Recently Laursen was given the opportunity to help not just his fellow Soldiers, but Iraqi nationals as well. He participated in a month-long humanitarian mission with the Iraqi Army aimed at distributing supplies to Iraqis living in rural areas of the country. By the end of the month Laursen and his Iraqi counterparts were able to provide aid to approximately 2,000 families.

“I have to say, this was an experience that will last a lifetime. I went from just driving from point A to point B, to being out there handing out toys and food, and interacting directly with the local nationals,” Laursen said. “The smiles and looks on the locals’ faces will be something I will never forget. I had the chance to give a child who could not walk a wheelchair. For the first time in that child’s life he will have the ability to go get a snack or glass of water on his own.

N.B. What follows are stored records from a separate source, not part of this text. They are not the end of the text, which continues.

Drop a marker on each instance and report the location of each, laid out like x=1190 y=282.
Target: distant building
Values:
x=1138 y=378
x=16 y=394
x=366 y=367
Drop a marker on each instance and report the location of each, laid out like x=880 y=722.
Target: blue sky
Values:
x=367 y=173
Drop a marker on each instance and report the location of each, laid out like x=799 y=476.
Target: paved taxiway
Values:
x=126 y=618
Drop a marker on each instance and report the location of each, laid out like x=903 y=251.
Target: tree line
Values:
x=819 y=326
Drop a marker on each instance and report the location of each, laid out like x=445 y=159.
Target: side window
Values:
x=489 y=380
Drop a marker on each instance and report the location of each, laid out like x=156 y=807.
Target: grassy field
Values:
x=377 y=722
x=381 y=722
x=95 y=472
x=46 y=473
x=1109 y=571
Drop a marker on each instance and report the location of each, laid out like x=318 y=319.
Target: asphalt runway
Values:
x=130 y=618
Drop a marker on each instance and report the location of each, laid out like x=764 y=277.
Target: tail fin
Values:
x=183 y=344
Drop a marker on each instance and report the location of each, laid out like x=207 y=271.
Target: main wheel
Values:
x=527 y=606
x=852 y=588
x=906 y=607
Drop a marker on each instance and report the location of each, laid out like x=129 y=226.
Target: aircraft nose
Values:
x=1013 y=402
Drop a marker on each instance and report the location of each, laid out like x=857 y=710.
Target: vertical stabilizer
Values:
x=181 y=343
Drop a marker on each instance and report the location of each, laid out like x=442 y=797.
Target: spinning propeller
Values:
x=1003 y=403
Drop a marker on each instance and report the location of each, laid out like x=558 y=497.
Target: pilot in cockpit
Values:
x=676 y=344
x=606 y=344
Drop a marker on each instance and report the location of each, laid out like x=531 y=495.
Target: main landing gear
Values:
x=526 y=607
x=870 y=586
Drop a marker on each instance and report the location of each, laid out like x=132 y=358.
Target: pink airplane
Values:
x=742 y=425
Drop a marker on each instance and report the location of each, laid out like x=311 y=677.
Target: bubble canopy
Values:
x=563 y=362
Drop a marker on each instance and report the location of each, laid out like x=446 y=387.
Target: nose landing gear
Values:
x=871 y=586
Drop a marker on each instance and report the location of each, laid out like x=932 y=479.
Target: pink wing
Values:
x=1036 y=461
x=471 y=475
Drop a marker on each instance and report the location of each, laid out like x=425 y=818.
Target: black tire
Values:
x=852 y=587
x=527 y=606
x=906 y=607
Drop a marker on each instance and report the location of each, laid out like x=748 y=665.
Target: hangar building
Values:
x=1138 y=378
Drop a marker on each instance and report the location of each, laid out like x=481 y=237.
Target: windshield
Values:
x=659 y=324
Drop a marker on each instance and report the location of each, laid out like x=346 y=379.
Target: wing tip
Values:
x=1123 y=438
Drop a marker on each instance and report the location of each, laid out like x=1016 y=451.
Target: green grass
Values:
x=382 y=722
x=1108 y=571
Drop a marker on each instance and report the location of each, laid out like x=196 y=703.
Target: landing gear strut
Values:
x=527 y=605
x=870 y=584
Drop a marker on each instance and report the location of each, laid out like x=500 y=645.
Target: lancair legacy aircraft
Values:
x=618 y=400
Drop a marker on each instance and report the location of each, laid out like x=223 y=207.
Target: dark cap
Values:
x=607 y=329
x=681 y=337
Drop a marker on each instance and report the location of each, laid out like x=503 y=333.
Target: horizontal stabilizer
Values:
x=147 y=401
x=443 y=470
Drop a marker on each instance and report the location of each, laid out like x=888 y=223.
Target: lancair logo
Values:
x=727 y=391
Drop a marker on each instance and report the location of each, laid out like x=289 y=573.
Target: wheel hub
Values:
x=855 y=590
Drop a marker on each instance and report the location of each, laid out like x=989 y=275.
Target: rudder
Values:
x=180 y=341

I can leave this country knowing that I honestly changed at least one person’s life.”

The Soldier, who is slated to return home in early August, will end his deployment knowing that his time in Iraq helped him mature and develop skills that will benefit his Army career in the future.

“Being towards the end of this deployment, I can really say that I have grown as a person from being over here, mentally and physically, Laursen said.”This deployment has given me a good chance to learn and start adapting a style of leadership that works for both me and the Soldiers that I may very well be leading one day. From day one, every single day has offered me some type of advice and some way I can improve myself as not only a Soldier but also as a person.”

That said, the Soldier looks forward to spending time with friends and family in his native Brick, N.J.

“I will go back and relax on the beaches of the beautiful Jersey Shore, maybe catch a concert or two at Asbury Lanes, and being from New Jersey, coming home wouldn’t be complete without getting a real pizza,” Laursen said. “I just want to take some time to unwind and see some of the old faces back on the streets that made me who I am today.”

Laursen, who has been in the Army for a year, plans to make a career of his military service.

“As of right now, I plan on staying in for as long as they let me. For the first time in my life I have a job that I wake up and enjoy doing and that I have fun doing.”